訪問看護ステーションにおけるリハビリテーションの今後

これまで訪問看護ステーションにおける理学療法士等による訪問看護の割合が増加傾向にあることから、訪問看護におけるリハビリの提供の目的や他の介護サービスとの役割分担の観点から議論が行われています。

2021年度の介護報酬改定では、理学療法士等の訪問看護の単位数が引き下げられましたが、2024年度の介護報酬改定では、単位数が引き上げられる予定となっています。

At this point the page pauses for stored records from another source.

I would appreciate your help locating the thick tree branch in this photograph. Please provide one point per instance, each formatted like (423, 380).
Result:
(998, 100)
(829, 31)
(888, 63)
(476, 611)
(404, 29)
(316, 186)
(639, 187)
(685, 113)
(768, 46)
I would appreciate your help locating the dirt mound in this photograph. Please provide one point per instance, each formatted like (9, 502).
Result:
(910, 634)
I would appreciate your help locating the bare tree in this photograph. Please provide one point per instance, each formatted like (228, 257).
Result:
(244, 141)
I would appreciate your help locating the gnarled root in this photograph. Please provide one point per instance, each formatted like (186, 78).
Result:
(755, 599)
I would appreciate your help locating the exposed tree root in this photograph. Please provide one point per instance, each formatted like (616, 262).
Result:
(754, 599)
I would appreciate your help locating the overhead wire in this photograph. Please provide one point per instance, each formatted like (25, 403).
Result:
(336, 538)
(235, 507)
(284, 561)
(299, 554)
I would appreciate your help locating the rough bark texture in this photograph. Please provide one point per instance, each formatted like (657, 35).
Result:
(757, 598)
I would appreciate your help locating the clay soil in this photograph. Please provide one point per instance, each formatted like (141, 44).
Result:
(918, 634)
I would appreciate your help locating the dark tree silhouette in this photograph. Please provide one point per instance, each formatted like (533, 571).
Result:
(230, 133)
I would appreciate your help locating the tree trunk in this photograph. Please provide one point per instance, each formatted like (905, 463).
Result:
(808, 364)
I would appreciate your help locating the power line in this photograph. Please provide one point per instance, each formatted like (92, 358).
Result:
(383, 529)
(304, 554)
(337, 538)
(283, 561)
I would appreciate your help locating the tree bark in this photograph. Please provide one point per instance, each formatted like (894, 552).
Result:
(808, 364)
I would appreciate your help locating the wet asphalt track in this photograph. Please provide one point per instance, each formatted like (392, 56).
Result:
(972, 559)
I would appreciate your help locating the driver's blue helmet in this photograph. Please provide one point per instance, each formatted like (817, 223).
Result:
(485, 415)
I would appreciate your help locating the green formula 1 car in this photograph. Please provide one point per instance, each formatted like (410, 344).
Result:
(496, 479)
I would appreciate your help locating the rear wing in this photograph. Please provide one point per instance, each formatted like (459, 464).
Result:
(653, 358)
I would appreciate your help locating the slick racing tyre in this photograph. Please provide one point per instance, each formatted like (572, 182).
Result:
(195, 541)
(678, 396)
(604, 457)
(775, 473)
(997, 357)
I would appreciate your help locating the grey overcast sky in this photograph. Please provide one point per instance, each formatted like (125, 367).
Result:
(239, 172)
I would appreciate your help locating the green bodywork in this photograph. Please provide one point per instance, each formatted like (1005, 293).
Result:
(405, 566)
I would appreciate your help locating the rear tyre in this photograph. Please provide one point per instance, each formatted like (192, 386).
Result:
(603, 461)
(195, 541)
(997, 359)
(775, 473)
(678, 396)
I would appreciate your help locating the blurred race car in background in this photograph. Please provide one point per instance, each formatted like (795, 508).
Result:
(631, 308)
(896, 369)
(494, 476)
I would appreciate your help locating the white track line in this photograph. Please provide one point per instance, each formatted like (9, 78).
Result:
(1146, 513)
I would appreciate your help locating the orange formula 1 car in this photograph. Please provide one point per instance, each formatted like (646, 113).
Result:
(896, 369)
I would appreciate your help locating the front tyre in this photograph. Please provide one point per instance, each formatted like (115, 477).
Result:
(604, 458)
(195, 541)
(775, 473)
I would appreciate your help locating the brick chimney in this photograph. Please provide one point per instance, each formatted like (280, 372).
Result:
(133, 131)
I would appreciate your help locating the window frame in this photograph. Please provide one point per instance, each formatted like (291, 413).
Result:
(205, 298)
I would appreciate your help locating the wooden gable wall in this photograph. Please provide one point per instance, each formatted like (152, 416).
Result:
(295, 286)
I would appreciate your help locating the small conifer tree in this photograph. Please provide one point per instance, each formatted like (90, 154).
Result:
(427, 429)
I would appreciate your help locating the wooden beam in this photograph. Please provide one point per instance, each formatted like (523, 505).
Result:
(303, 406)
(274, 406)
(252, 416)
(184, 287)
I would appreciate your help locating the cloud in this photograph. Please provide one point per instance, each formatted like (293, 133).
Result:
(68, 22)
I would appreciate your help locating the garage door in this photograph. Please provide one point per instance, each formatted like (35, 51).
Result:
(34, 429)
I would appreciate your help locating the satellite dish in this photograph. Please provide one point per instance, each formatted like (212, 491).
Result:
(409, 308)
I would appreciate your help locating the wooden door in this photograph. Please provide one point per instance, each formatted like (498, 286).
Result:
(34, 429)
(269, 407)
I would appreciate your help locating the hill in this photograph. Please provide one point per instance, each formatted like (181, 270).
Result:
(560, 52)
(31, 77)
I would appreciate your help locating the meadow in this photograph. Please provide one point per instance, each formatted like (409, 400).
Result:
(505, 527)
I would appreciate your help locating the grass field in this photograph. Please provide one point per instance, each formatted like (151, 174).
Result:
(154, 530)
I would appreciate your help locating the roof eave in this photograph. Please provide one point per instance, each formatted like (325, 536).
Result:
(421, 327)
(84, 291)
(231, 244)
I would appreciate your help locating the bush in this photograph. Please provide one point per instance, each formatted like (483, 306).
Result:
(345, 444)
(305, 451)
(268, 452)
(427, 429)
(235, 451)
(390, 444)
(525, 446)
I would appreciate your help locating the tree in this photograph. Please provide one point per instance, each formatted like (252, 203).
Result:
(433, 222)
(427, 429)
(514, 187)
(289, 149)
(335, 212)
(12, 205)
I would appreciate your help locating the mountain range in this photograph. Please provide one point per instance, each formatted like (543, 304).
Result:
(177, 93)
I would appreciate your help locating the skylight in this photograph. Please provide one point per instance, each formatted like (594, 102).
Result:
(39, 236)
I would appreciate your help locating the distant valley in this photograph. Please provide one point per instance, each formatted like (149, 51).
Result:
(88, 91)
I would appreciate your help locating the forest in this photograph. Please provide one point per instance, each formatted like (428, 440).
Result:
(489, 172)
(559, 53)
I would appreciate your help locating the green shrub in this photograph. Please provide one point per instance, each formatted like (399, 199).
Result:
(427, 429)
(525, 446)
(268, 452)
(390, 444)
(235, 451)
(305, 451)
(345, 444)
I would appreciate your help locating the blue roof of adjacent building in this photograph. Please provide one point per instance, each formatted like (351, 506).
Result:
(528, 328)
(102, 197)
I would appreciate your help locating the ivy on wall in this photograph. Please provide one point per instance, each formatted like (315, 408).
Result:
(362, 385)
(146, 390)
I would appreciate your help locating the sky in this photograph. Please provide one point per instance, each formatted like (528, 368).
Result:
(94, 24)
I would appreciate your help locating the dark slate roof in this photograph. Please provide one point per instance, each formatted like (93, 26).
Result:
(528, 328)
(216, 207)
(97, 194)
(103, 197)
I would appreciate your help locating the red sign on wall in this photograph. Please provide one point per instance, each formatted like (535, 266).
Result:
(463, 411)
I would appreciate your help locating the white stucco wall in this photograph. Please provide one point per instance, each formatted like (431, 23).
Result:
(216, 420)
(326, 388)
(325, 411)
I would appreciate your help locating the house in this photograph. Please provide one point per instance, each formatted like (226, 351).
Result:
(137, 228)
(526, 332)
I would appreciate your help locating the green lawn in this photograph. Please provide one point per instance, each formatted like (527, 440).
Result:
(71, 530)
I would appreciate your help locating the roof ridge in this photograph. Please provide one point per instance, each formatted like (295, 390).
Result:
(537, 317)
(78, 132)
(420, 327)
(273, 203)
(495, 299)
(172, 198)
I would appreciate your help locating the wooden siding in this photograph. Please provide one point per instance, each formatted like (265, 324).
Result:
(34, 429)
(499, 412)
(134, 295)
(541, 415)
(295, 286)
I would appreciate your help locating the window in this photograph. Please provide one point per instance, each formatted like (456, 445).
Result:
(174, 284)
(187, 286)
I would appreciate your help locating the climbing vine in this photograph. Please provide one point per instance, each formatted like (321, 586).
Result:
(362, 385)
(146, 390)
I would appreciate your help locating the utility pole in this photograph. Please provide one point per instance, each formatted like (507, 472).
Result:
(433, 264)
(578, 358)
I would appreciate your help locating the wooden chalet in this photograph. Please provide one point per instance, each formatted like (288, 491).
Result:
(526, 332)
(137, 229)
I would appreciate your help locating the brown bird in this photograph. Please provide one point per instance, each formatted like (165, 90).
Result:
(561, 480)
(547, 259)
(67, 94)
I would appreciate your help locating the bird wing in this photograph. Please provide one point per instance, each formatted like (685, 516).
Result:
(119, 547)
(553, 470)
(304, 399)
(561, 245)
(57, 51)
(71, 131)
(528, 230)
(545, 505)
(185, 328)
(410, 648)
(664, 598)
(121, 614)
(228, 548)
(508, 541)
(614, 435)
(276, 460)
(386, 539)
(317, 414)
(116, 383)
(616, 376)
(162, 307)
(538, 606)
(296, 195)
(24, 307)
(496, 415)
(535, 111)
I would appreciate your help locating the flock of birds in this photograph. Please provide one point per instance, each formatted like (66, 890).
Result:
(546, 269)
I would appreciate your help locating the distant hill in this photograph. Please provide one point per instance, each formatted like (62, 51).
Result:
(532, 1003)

また、基本報酬以外にも「理学療法士・作業療法士・言語聴覚士の訪問回数が看護職員の訪問回数を超えている場合又は特定の加算を算定していない場合の減算」の創設や「利用を開始した日の属する月から起算して12月を超えた期間に介護予防訪問看護を行った場合の減算」の見直しが行われる予定となっています。

このように、訪問看護ステーションの理学療法士等のサービスの提供実態から今後もルールや単位数の変更が行われる可能性がありますので、動向を注視していく必要があるでしょう。

まとめ

訪問看護ステーションが提供するリハビリと訪問リハビリとの違い、併用の有無について解説しました。訪問看護でリハビリを提供する場合は医療保険、介護保険それぞれにおいて訪問回数の上限があることに留意しましょう。

最後までお読みいただき、ありがとうございました。